Cameron Young zieht mit starker 65 an Rory McIlroy heran – beide bei 11 unter vor Masters-Finale
Cameron Young schob sich mit einer 65 an Rory McIlroy heran; das Führungsduo liegt vor dem Finaltag bei 11 unter, ein dichtes Feld bleibt in Reichweite.
- McIlroy begann mit sechs Schlägen Vorsprung, verlor durch eine 73 aber den komfortablen Abstand
- neun Spieler sind innerhalb von fünf Schlägen.

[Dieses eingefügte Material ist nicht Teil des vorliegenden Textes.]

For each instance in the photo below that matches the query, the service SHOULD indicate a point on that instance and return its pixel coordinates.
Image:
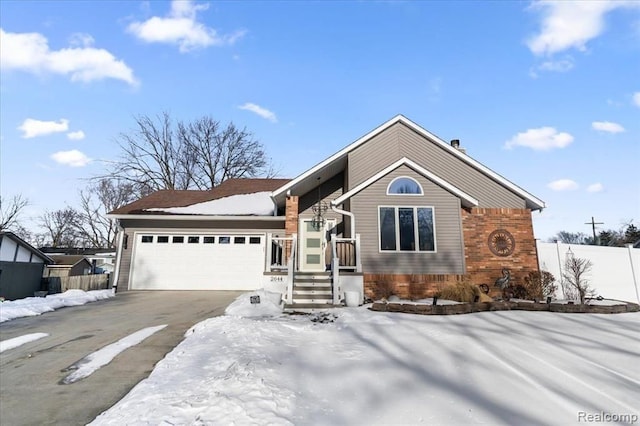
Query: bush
(462, 291)
(540, 284)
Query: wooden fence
(79, 282)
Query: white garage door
(197, 262)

Nach Angaben von Turnierberichten arbeitete sich Cameron Young mit einer starken dritten Runde beim Masters in Augusta bis an die Spitze heran. Young spielte am Samstag eine 65 und schloss damit gemeinsam mit dem Titelverteidiger Rory McIlroy bei 11 unter Par ab, sodass beide in die Finalrunde starten. Der Rückstand von Young auf McIlroy, der zu Tagesbeginn noch sechs Schläge betrug, war damit vollständig aufgeholt.
Im Mittelpunkt des Geschehens stand McIlroy, dessen zuvor komfortable Führung in der dritten Runde deutlich zusammengeschrumpft ist. Der amtierende Champion unterschrieb eine 73, in der sich mehrere Fehler häuften: Ein Bogey auf dem ersten Loch folgte auf einen zu zart gespielten Putt, später führte ein getroffener Baum an der 11. zu Wasser und einem Doppelbogey, und auf der 12. kam ein weiteres Bogey hinzu. Diese Schlagverluste ließen sein Polster schwinden und ermöglichten Young den Anschluss.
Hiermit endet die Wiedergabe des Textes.